I’ve often considered a grand confrontation. I’ve played out these come to Jesus moments where I put it all on the line, finally telling her exactly how I’ve felt all these years and how I am still affected today by the horrors she treats with unsettling nonchalance. The problem is - I’ve been trained not to. The reality, as it is and not how I would like it to be, is that my vulnerability would be smothered and invalidated by complete denial and minimization. I’m so dramatic. I’m so emotional. That wasn’t her intention. She’s always put me first. If I pressed the issue, the way I’m sure my blinding rage would insist upon, it would finally end in the weeping victim whimpering about doing the best that she could and how hard her life was, leaving me feeling like the bad guy. There is no win for me in challenging a person who sees no issue with their behavior. To tell a narcissist that they are in fact a narcissist is both self-defeating and futile. It is in her very nature to be oblivious to her faults.

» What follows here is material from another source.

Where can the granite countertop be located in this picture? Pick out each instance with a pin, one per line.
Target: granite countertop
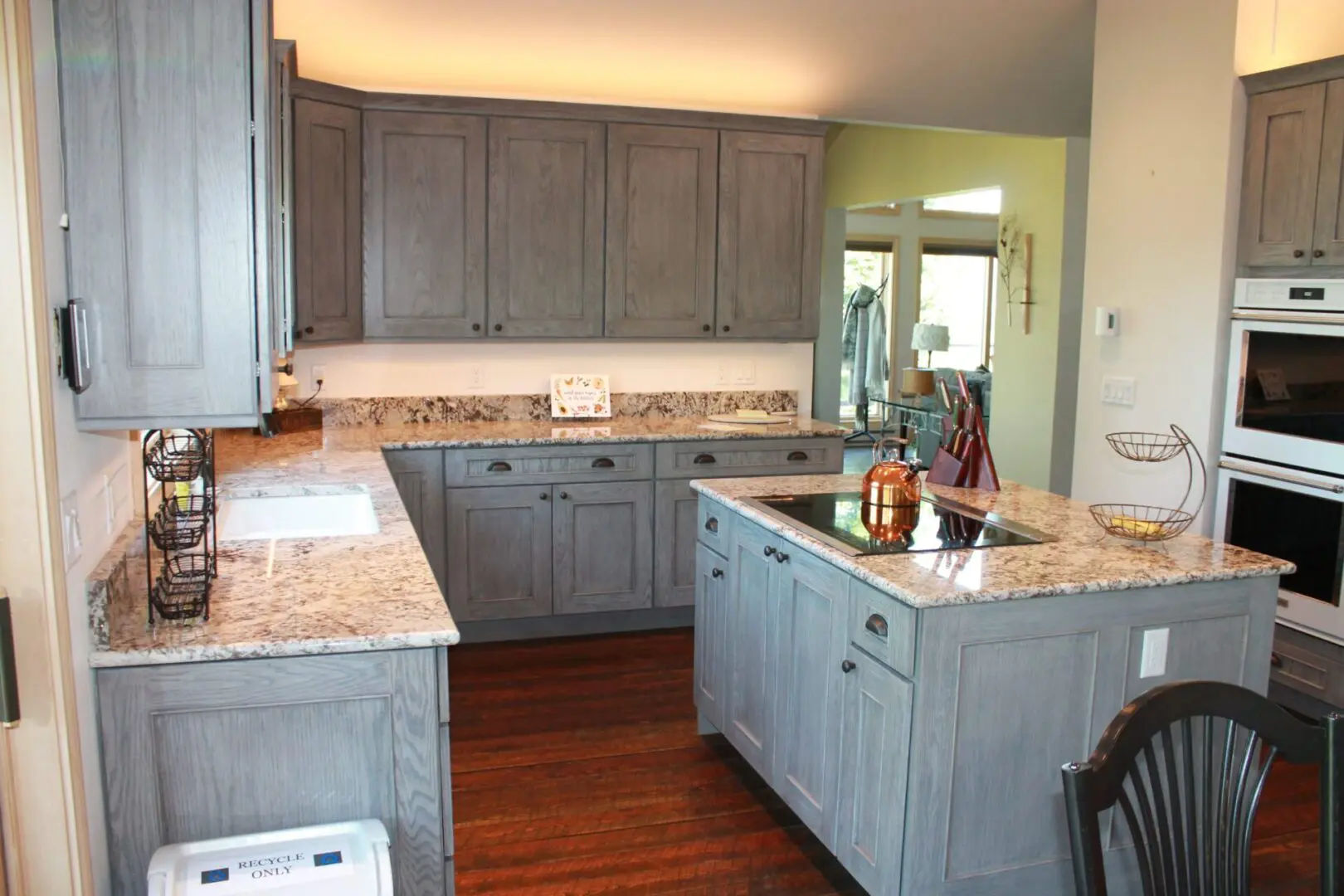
(1082, 561)
(300, 597)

My goal isn’t to hate my mother- not at all. I do not want to feel that fury and rage welling up in my belly as I’m shaving my hair and eyebrows off at 14 years old in defiance of her diets – in rebellion against her gross syrupy superficiality. I do not want to wallow in the pain I felt when she moved across the country one month before I had my first and only child, and was absolutely baffled and appalled when I wouldn’t Skype with her on demand. The woman who asks me “Where did your ass go?” with that toxic glare, after I got sober and looked beautiful for the first time in a long time. Always holding my breath. Always waiting for her reaction. My goal isn’t to yearn for my mother either. The sad desperate longing of a beggar holding out his cup. I will no longer be the starving child who knows god damn well there isn’t a scrap to be found in the refrigerator, but can’t help opening the door every 5 minutes with that tiny inkling of hope. Just in case. Just in case.
I will grieve for the mother I will never have. I will grieve for the childhood I did not get to experience. I will cry in frustration. . Self-nurture. I will embrace all of the feelings that I still don’t fully trust. I will take care of myself. I’ve had to learn how to give myself and my daughter the love I never received.
My dream is indifference. My goal is the utter emotional freedom that can only come from total detachment. To respond to both her hysteria and her carrot dangling from a stick called “love” with – nothing. Total disregard. I do not want to waste one more precious minute of my life hustling for my worth - Trying to convince the woman who is supposed to love me unconditionally that I am, in fact, loveable. Trying to fix the unfixable. Vying for unattainable acceptance. Trying to prove my blood wrong. Today I choose autonomy.
I’ve been trying so hard to give myself permission to love my mother.
Instead, I give myself permission - to love myself enough to let her go.